The most common thing that makes agentic code ugly is the overuse of comments. I have tried everything I can think of and apart from prefacing every prompt with “Don’t write comments” I cannot find a way to get agents to not comment every line they write.2
In the worst case this means rewriting all the code the agent wrote. I still think this is worthwhile. Often writing the prompt and going back and forth will the agent will help you understand the issue better which will lead to you writing your architecture better. And they write code so quickly, it’s not like you’re wasting days before throwing it away and writing it yourself.
A related issue is that if everyone uses agents, individual coding styles are lost. When you’ve worked with someone for a while you can tell if they wrote some code just by reading it. That is lost when everything goes through an agent. I’m sure in 10 years time this will seem quaint, like mourning over the assembly that powers the C code that sits under Ruby. But for now it makes me a little bit sad sometimes.
Making the codebase “AI friendly”
We’ve done a few things to make the codebase easier for agents to reason with.
Setting up Cursor rules and Claude.md. These end up also holding great context for new teammates.

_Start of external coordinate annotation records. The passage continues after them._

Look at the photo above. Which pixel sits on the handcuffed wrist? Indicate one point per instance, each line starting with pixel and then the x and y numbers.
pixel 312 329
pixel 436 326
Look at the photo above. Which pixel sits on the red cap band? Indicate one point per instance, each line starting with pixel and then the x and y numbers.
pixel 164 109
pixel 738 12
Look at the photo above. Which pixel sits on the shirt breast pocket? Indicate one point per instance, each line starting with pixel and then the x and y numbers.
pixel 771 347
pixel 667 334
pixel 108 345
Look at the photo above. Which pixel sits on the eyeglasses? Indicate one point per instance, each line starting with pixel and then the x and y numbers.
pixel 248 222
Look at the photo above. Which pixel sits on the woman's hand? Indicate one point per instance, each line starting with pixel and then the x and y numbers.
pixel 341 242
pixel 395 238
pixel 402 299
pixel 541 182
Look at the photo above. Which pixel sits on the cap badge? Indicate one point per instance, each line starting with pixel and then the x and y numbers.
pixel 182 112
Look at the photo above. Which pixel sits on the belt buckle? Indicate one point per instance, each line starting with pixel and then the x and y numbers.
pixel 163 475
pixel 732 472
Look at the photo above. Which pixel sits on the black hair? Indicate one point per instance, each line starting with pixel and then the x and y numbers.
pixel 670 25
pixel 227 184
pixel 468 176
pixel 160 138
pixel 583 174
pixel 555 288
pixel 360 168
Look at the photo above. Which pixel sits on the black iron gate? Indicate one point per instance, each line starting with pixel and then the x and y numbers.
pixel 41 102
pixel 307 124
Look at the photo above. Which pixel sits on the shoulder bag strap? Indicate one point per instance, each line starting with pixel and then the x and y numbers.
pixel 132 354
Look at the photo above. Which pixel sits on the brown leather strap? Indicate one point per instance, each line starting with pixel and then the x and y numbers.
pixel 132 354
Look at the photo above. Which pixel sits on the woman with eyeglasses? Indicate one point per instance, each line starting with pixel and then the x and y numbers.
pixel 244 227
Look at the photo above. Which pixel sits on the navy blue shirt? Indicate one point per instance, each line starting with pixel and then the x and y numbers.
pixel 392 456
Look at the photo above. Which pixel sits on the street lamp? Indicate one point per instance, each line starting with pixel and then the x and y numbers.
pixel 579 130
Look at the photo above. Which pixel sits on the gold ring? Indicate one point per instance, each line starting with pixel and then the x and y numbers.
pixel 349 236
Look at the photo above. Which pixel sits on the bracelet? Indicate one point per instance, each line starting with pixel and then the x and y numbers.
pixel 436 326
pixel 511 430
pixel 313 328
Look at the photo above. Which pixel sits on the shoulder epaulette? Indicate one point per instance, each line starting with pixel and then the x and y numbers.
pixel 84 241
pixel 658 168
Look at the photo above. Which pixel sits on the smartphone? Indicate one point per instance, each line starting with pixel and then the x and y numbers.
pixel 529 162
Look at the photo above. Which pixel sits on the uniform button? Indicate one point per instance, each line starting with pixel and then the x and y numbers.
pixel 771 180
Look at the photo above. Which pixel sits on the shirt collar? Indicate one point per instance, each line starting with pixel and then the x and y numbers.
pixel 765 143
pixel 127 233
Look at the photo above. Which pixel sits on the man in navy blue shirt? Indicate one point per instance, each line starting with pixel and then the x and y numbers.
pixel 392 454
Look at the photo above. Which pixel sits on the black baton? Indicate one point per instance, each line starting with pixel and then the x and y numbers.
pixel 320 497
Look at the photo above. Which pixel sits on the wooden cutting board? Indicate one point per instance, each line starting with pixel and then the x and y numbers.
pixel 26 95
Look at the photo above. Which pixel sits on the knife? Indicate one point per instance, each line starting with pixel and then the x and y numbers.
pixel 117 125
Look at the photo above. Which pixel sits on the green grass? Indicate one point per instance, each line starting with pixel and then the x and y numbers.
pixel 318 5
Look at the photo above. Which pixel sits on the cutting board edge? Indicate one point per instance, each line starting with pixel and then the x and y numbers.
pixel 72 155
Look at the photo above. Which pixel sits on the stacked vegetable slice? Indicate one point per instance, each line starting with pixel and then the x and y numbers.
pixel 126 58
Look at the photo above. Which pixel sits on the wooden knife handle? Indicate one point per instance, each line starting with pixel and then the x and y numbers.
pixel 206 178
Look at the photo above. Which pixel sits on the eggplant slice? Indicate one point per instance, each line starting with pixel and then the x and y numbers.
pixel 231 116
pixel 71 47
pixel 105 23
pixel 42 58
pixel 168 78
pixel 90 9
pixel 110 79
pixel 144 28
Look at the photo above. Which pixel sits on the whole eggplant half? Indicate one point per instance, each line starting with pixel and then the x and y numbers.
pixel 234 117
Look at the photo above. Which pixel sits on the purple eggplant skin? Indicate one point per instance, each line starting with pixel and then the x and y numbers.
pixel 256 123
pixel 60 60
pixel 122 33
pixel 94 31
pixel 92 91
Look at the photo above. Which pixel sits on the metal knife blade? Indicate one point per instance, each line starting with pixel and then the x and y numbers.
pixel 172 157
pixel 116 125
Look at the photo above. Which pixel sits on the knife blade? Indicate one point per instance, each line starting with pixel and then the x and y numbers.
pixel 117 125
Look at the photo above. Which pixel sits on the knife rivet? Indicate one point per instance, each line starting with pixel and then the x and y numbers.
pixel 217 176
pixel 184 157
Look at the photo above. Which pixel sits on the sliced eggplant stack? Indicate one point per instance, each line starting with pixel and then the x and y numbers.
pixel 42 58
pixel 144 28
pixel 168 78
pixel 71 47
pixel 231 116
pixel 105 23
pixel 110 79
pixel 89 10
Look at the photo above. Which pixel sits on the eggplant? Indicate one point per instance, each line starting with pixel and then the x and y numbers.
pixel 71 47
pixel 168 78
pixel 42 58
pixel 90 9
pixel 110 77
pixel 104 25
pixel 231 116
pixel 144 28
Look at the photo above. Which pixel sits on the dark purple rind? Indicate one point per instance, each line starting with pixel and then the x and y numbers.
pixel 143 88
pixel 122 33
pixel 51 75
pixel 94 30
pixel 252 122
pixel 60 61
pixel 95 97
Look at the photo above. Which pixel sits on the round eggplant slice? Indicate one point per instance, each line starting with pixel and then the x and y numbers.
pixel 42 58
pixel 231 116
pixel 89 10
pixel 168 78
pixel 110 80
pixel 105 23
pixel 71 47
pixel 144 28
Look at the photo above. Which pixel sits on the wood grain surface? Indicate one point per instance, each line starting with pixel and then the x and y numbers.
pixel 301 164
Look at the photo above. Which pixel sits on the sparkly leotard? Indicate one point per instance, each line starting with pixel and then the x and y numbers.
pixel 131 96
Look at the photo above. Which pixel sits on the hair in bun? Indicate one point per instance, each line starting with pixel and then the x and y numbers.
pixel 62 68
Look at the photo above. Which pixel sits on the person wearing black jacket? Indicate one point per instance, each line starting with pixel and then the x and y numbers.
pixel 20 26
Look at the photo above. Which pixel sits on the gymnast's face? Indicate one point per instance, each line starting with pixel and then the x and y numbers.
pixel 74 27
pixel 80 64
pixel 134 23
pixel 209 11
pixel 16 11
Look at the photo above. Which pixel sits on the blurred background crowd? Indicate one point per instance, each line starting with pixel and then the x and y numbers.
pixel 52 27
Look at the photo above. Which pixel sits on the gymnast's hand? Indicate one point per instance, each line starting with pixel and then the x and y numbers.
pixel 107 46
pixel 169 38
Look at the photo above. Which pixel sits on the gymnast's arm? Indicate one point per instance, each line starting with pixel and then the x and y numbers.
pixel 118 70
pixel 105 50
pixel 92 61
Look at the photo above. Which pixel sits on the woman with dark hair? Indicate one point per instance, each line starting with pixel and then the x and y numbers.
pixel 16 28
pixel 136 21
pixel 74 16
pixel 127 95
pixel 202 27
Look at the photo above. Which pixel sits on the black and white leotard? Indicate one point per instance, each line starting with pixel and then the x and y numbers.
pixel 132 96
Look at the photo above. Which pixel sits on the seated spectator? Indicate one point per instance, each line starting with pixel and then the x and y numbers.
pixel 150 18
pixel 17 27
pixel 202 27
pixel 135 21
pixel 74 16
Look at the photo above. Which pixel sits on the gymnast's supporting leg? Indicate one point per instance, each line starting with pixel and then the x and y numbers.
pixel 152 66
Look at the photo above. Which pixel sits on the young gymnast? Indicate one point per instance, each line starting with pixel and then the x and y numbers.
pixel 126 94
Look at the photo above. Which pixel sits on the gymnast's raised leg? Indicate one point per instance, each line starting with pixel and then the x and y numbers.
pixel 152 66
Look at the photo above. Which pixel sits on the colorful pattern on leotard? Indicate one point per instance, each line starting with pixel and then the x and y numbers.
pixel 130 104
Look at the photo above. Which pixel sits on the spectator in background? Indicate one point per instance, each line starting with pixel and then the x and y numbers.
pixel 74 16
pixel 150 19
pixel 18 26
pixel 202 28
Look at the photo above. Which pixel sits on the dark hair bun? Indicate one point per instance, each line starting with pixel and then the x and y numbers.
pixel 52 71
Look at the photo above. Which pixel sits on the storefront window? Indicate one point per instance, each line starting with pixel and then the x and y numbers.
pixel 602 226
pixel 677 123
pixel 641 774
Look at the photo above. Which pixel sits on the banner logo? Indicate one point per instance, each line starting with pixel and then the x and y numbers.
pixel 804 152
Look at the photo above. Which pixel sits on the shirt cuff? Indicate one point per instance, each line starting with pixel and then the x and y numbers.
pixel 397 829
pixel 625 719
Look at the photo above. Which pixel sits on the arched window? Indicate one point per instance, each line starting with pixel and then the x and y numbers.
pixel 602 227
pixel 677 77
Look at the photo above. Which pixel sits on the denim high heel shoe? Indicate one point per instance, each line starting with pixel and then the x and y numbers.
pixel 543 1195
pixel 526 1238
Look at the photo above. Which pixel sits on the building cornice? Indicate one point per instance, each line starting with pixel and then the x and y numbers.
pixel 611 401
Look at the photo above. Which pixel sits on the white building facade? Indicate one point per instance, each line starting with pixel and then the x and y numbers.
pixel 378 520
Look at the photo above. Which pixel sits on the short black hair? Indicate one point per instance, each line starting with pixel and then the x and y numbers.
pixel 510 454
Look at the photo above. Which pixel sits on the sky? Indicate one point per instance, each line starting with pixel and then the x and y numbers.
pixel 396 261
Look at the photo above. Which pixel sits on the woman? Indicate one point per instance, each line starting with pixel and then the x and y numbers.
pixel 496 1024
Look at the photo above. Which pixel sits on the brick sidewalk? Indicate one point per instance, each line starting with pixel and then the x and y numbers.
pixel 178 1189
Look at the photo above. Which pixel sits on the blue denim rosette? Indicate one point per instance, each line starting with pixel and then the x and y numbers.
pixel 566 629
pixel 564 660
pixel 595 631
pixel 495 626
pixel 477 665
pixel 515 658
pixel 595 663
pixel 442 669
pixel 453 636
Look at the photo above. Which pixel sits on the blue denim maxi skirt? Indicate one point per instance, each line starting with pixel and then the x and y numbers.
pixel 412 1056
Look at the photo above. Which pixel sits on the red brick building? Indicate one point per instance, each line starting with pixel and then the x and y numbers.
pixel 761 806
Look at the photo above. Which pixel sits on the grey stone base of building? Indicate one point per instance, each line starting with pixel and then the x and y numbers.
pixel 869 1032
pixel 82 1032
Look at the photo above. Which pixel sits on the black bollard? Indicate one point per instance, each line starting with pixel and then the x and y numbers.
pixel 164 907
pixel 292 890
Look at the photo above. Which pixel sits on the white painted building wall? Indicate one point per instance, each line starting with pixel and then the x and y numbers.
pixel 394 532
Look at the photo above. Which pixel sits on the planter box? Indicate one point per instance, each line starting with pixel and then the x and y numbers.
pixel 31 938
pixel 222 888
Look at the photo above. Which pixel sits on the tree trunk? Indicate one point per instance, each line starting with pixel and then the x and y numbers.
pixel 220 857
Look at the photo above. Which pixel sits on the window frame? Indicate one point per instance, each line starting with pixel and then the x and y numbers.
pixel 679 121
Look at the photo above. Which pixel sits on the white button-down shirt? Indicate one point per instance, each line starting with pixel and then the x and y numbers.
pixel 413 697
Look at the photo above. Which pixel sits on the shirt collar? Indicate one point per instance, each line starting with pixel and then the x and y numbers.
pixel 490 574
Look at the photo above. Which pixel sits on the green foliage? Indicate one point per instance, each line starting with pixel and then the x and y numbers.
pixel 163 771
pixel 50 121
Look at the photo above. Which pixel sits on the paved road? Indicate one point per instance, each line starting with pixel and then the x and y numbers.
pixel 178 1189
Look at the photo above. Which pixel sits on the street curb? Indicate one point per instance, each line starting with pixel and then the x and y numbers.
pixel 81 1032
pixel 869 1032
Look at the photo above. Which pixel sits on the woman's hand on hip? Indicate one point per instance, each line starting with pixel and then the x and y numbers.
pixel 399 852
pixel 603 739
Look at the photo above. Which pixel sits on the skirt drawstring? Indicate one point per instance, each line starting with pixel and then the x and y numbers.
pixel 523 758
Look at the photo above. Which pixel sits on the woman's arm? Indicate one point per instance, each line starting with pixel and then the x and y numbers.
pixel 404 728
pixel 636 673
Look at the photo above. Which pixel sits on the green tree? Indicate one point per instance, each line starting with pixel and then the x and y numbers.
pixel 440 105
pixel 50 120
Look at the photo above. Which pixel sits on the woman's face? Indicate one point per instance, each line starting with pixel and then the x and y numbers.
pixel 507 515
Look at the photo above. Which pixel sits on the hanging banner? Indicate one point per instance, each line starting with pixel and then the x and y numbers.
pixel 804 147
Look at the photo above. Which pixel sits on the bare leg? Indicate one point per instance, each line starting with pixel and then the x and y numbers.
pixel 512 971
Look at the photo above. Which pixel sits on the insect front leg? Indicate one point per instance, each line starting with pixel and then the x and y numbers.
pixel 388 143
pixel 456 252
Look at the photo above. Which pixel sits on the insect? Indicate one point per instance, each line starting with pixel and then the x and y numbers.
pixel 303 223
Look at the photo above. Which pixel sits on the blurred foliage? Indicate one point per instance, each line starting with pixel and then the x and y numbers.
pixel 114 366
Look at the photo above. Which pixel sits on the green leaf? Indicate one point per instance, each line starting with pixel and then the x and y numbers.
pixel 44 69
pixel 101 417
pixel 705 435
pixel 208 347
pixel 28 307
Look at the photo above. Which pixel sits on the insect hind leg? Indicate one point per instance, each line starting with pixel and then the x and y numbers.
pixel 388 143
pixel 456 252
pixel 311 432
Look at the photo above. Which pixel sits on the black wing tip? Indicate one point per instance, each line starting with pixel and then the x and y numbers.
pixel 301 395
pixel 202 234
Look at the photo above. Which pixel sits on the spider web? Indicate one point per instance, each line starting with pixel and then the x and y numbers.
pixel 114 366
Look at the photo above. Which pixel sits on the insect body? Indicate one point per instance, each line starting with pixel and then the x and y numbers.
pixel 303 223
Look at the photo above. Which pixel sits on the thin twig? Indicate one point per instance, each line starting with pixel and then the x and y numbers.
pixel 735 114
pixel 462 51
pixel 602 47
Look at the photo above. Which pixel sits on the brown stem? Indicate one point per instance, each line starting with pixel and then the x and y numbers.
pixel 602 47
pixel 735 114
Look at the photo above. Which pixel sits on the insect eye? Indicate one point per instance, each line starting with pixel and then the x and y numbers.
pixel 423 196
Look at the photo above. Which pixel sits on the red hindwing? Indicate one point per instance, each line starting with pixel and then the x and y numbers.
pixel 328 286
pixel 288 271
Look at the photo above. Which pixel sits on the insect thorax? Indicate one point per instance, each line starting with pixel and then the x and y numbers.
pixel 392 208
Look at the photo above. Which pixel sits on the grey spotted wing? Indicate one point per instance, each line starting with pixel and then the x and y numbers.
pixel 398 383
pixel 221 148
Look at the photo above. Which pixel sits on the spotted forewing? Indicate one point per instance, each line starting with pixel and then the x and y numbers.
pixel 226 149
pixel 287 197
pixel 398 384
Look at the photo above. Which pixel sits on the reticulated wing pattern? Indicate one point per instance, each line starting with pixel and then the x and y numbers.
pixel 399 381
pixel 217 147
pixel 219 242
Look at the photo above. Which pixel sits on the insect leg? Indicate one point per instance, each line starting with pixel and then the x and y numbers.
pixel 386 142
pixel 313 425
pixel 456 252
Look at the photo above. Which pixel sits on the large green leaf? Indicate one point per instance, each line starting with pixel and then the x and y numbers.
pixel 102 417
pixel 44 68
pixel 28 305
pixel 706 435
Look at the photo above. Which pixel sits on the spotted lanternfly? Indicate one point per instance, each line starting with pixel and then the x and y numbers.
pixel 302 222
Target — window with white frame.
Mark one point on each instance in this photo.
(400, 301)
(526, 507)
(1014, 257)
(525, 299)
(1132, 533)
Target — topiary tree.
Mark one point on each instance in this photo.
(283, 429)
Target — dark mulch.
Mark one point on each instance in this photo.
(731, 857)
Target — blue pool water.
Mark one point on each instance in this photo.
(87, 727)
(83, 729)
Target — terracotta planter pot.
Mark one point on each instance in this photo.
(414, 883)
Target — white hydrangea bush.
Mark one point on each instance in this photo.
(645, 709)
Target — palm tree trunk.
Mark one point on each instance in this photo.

Making it easy to run tests with a single command. We used to do development & run tests via docker over ssh. It was a good idea at the time. But fixing a few things so that we could run tests locally meant we could ask the agent to run (and fix!) tests after writing code.
Mandating AI use
Many companies have issued mandates for using AI, some of which have leaked publicly.3
We haven’t. That doesn’t mean I don’t expect people to try this stuff out, but I think forcing them to do it is silly. If the productivity gains are as significant as I suspect they are, than anyone who has their self interest (or the company’s interests, if they are so inclined) at heart will quickly pick up agentic coding.
Conclusions and the future
It is a very exciting time to be in software development. I’ve written this a few times, but it’s really true, and every time I write it I then get more impressed with the quality of agentic coding.
Similar to being good at writing code, being good at using agents is not a binary thing. There’s a sliding scale of quality. In the future there will be 10x prompters just like today there’s 10x developers.
I think it’s worth trying to get really good at using agents to code, no matter where in your career you are. Even with agents, the hardest thing in programming remains working out what the software should do, and articulating it well. Bashing out the syntax continues to get easier.
There’s also plenty of articles about why AI can’t transform coding, which are good for a laugh.
A close second in Rails is adding `rescue` statements to every controller action.
The irony of Ben Thompson posting Milei videos on X and then monitoring everyone’s Gemini usage is not lost on me.
Re: excessive comments. I have a prompt that lists a few criteria that agent must follow "otherwise human will not accept your work" and one of them is to clean up comments and it works fairly well.
@Alex, this is by a wide margin the most practical and best-written AI use in coding article I've read. Hat tip from me.